Le stage d’expertise comptable et le DEC : le passage du savoir à la responsabilité
Après le DSCG, le candidat entre dans une phase professionnelle de 3 ans : le stage d’expertise comptable. Il se déroule principalement en cabinet, sous la supervision d’un maître de stage, avec un suivi par un contrôleur de stage. Le stagiaire est souvent appelé mémorialiste lorsqu’il prépare ensuite son mémoire en vue du DEC.
Un stage encadré, pas un simple emploi
Le stage sert à confronter les connaissances aux dossiers réels : tenue et révision des comptes, déclarations fiscales, audit, conseil, échanges avec les clients, organisation des clôtures. Il comporte aussi des obligations de suivi, notamment des rapports semestriels.
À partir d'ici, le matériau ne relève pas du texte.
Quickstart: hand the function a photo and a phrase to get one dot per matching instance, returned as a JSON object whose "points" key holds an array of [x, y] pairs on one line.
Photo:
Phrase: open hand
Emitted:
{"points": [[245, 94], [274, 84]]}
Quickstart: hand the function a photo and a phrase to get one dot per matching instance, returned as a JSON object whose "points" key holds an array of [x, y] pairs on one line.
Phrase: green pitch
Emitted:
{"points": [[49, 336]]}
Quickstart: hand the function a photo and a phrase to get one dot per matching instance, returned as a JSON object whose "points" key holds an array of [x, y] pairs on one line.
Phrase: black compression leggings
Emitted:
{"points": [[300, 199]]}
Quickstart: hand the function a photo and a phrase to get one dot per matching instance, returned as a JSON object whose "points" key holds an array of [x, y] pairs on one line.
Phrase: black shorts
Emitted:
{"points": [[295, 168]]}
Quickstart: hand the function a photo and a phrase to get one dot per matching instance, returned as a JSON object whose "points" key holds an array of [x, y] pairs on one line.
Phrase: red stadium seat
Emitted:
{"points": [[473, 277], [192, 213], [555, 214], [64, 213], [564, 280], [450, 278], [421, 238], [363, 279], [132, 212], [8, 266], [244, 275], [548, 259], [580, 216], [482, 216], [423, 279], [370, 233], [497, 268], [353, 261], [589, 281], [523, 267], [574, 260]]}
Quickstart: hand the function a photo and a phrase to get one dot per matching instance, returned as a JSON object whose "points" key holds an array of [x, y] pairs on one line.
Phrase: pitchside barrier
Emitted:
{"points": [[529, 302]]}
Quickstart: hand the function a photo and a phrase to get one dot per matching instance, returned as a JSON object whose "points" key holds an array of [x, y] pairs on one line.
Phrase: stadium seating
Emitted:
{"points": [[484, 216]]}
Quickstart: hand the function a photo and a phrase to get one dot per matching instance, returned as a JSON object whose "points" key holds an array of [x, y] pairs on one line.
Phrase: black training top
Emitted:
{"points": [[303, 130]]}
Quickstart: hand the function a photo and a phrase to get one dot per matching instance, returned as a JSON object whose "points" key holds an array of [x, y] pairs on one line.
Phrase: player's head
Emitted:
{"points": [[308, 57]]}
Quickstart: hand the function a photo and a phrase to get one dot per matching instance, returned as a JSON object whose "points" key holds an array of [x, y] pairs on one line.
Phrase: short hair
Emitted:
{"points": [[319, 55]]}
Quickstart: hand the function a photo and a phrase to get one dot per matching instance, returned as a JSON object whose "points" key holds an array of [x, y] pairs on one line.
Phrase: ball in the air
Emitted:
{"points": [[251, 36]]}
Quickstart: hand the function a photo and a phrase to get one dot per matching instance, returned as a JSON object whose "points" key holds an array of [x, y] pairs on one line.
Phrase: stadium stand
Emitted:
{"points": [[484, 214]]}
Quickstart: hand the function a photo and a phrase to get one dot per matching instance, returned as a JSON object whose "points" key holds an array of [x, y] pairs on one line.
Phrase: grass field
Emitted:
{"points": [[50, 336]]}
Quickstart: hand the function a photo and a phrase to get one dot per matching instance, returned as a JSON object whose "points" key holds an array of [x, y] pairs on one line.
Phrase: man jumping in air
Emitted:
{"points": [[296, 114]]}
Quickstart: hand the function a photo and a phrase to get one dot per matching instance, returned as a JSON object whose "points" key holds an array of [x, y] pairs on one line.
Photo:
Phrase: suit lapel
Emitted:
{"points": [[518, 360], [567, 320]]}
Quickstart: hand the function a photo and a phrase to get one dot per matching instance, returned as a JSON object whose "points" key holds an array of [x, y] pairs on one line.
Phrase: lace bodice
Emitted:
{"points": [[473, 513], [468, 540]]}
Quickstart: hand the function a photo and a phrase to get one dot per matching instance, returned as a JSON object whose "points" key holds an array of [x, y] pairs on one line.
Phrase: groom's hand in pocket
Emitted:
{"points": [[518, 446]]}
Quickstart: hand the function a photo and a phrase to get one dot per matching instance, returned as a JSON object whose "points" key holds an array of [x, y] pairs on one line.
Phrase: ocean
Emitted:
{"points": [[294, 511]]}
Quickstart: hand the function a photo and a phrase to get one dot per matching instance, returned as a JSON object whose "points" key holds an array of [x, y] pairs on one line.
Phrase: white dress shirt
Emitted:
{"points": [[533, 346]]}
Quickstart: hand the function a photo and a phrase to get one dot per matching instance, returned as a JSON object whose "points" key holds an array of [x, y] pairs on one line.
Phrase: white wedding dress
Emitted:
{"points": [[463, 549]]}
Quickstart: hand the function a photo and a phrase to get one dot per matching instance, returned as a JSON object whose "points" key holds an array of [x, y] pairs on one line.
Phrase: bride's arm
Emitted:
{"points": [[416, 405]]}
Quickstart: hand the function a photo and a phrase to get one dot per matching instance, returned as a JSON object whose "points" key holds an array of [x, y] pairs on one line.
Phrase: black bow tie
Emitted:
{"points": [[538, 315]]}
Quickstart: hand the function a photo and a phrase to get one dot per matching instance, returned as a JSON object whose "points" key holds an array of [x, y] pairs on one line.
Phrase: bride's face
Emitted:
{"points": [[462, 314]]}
Ces rapports ne sont pas de simples formalités : ils obligent à prendre du recul sur les missions réalisées, les difficultés rencontrées et les compétences développées.
Le DEC : mémoire et épreuves écrites
Le Diplôme d’Expertise Comptable se compose d’un mémoire et de 2 épreuves écrites. Le mémoire est un travail central : il doit traiter une problématique professionnelle précise, utile et argumentée. C’est souvent l’étape qui demande le plus d’autonomie, car il faut choisir un sujet pertinent, construire une méthode, rédiger avec rigueur et défendre son analyse. Les épreuves écrites vérifient quant à elles la capacité à mobiliser les connaissances professionnelles attendues d’un expert-comptable.
Débouchés, difficultés et bons réflexes pour réussir
Le DEC permet d’exercer comme expert-comptable, notamment en cabinet, mais le parcours ouvre aussi des portes avant même le diplôme final. Les titulaires du DCG ou du DSCG peuvent travailler en comptabilité, contrôle de gestion, audit, finance d’entreprise ou conseil. Plus le niveau avance, plus les missions gagnent en autonomie et en responsabilité.
Des perspectives variées après le cursus
Après le DEC, plusieurs voies sont possibles : créer ou reprendre un cabinet, devenir associé, se spécialiser en audit, accompagner des dirigeants, intervenir sur des missions de conseil ou rejoindre une direction administrative et financière. La filière offre une sécurité professionnelle appréciable, car toutes les entreprises ont besoin de produire, comprendre et fiabiliser leurs informations financières.
Anticiper la difficulté sans se décourager
La principale difficulté tient à la durée du parcours et à l’accumulation des exigences. Pour tenir, il est préférable d’avancer par étapes : valider régulièrement les UE, construire une méthode de révision, demander de l’aide dès qu’une notion bloque et choisir des expériences professionnelles cohérentes. Un lycéen gagnera à comparer les établissements et leur accompagnement. Un étudiant en BTS ou DUT devra vérifier précisément ses équivalences. Un adulte en reconversion pourra privilégier une formation compatible avec son rythme de vie et ses contraintes financières.
Pour sécuriser son choix, il est utile de consulter les programmes officiels, de rencontrer des écoles, d’échanger avec des cabinets et de se renseigner auprès de l’Ordre des experts-comptables. Le bon parcours n’est pas forcément le plus rapide : c’est celui qui permet de progresser avec constance jusqu’au niveau de responsabilité attendu.